Bullshit. I can control everything. Watch me.
If I have one pet peeve about my job, it's that it relies so heavily on a chain of people doing their job first. Some of that chain is eliminated by the fact that I often work alone or with only one other person, so once something crosses my desk I have essentially complete control over what happens from that point. I like control. Here is a song for you to enjoy. I'm currently obsessed with this artist.
Last night I got to beat my head against the desk after two different units jumped down my throat because they didn't have something they needed instantaneously. Now, I'm am fucking great at my job. I would lay money I have the fastest fucking turnaround in the system. I never let stuff sit. I anticipate. I interpret. And when shit goes down? I am in control.
Except that sometimes I need a crucial piece of information to do my job. Like a weight. I literally can't send you an antibiotic with a weight based dose without a weight. And yelling at me doesn't tell me how much the patient weighs. You can insert a primal scream here. I might have actually screamed into a jacket last night. Maybe.
At any rate, it was an active and hectic night. That means my dinner was delayed significantly, and once I started eating I couldn't stop. I'm a stress eater, what can I say. I could rule the fucking world if you gave me a 5# bag of peanut M&Ms. Luckily I packed a huge lunch.
Which I ate all in basically one sitting. One long sitting, but still.
In addition I had eggs and bacon from the cafeteria when it opened at 0630. The bacon was disappointing. No snap. I like my bacon to melt in my mouth. Floppy bacon is not okay.
So when I came home I vented my frustration at fantastic husband, who was sympathetic. He's great at listening to me rant. It helps that since he works rescue he actually gets what I'm talking about. He's a good code debriefer, too. I try to return the favor whenever I can. This is one of my favorite things about our relationship...I can come home and shout at him for 20 minutes and he just says "Do you feel better?" and I do. I do feel better.
Then I went to sleep. Like I do. I slept pretty well and fairly long, so I decided to brave the 415 WOD at the box. I snarfed down a red pepper and a Wellabar before heading out (use your imagination).
Today we practiced cycling cleans from hang position. 7 reps every 90 seconds for 7 rounds, adding weight each round. This is essentially bashing the bar against your thighs, then collarbones, then thighs, then collarbones over and over with increasingly heavy weight. By the 7th round I was basically at "Ow...ow...OW...ow...OMFGOW" I don't see bruises on my collarbones yet (maybe my elbows were fast enough today?!?) but the ones on my thighs are already surfacing. I'm pretty much going to look like someone hit me with an aluminum bat. Which, if you think about it, is basically what happened.
Then we did the WOD. I forgot my water bottle, so I drank the iced coffee I had in the car. Word of advice? Don't drink Deathwish as your hydration during a workout. I felt as though my heart was going to explode.
Have you heard the good news about our lord and savior, Cold Brew Deathwish?
After the WOD I hustled home because fantastic husband said those two little words that drive all the ladies wild. "Steak tacos" I had some corn chips with my pile of steak, black beans, grilled peppers, tomatoes, cheese, and sour cream. You might ask "What? No guac?" but I didn't have to make this so I ain't complaining, you dig?
Window of gains, brah.
So to recap, I worked...I slept...I lifted weights...I came home to a hot meal...and now I'm sitting on my ass watching Wheel of Fortune. Is this what it was like to be a dude in the 1950s? Because if it is, I totally get why men resisted feminism. All I need is a cocktail and a hot secretary to bang. I would've been a shit housewife...though if I'm honest I probably would've ended up a spinster because who the fuck would want to be saddled with this raging pyre of crazy? (I love you, baby, please don't ever leave me.)
Also I'm eating some grapes. Great batch at Costco this week. Crunchy as fuck.

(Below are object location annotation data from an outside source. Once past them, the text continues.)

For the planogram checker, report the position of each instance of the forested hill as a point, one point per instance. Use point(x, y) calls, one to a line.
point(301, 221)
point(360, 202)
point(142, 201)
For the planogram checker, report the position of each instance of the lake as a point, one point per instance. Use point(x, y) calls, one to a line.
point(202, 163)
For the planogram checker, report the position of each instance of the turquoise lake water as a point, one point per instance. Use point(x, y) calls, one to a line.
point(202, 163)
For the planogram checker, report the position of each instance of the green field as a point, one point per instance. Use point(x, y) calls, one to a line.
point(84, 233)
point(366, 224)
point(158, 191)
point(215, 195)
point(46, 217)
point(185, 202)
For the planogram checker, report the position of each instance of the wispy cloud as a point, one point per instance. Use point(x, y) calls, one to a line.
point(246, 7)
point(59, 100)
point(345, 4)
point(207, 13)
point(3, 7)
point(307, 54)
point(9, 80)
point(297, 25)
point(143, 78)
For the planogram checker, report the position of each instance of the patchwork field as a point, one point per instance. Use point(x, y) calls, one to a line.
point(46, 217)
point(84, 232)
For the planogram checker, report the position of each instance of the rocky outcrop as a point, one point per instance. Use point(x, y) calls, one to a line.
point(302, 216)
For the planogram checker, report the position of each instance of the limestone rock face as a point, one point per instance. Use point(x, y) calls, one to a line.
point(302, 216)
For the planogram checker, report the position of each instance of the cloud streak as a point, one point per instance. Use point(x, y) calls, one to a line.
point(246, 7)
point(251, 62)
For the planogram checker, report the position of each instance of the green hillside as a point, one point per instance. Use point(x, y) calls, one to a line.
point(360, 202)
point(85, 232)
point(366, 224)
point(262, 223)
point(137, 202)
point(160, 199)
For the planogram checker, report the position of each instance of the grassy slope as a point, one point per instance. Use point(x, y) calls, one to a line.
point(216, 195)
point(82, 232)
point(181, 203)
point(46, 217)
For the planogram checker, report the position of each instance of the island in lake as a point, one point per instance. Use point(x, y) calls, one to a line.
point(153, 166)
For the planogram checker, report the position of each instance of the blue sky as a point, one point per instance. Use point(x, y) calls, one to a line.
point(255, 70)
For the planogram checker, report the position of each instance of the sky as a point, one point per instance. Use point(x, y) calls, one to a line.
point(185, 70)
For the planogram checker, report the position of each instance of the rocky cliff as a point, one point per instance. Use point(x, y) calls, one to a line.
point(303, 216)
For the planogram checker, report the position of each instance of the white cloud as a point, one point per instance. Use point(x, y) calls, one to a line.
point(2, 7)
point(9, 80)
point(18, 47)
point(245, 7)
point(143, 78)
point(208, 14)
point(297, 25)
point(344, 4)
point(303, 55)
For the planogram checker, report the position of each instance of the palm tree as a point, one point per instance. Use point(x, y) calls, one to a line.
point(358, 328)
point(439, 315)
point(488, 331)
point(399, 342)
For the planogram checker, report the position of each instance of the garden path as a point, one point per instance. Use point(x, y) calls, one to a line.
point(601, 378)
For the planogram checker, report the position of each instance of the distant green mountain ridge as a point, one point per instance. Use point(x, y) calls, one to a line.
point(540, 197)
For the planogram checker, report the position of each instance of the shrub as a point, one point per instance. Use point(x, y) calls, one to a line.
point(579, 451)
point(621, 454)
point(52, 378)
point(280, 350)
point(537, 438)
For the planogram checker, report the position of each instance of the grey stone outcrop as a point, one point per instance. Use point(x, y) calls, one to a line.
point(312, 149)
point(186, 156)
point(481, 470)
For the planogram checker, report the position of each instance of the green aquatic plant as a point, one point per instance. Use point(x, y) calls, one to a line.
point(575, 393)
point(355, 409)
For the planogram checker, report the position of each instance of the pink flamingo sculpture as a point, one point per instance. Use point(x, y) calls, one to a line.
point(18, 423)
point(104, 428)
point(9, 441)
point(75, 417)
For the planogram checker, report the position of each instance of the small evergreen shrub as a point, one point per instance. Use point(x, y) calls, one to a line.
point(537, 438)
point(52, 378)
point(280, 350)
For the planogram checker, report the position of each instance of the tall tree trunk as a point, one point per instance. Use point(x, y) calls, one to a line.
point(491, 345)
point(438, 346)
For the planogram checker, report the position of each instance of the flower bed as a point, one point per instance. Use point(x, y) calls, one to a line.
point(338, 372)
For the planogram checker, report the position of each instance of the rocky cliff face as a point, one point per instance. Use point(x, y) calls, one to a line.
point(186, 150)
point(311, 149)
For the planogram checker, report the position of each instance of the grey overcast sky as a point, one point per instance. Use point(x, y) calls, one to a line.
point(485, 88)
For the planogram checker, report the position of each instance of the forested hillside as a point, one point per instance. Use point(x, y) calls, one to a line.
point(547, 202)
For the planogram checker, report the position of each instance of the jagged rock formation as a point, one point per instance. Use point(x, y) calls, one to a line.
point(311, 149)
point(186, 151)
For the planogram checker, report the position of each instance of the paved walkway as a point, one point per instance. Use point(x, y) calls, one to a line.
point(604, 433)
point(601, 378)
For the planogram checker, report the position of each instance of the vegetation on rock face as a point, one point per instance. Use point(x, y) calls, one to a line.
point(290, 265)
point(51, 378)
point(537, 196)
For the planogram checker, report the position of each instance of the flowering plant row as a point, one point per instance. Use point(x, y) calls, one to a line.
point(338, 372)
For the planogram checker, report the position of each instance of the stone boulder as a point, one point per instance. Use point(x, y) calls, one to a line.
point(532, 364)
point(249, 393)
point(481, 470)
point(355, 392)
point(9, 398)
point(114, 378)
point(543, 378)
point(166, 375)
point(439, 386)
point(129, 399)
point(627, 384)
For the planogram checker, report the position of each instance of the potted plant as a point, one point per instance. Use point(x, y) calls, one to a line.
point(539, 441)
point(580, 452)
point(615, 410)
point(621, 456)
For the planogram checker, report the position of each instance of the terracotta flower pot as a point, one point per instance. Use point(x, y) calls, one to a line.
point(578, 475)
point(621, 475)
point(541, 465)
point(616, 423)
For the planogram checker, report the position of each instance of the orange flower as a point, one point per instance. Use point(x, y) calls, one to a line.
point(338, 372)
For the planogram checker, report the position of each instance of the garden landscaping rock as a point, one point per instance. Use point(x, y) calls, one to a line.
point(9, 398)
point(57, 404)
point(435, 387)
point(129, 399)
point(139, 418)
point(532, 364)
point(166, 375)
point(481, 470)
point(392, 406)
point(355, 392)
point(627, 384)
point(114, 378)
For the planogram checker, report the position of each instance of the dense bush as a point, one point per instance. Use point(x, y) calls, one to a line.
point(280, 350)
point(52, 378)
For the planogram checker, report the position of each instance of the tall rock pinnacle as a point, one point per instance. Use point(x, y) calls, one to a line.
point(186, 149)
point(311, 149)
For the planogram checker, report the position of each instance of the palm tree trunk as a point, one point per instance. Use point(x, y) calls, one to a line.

I like a snappy grape, don't you?
I ate so much today. Seriously. Enough to feed a small army. A really small army. Like, an army made up of three small soldiers. But it was all actual food, and heavy on the veg and protein, so I don't feel bad about it. There was a small amount of shock when I checked the boxes and was like...uhhhhh.
Oh shit. I forgot a protein. Oops.
Two more shifts. Tomorrow the kids are at daycare and the dog is at Fun Camp, so once I'm home I get a wall of silence for about 8 hours. Then it's off to CF kids and maybe a workout for me if I'm feeling ambitious. If not I'll 5x5 it at home...or maybe both. Guess it depends on when I wake up.
Next Thursday is the first day of school. I can't wait. The kids are so excited and I am jacked to have my day back. Mid-day yoga? Running? Morning workouts? I can't wait to do it aaaaalllllll without three little stomachs in tow.
Did you know you have to feed kids like 5 times a day? It's exhausting.
My birthday is in 8 days. I will except any and all gifts of food.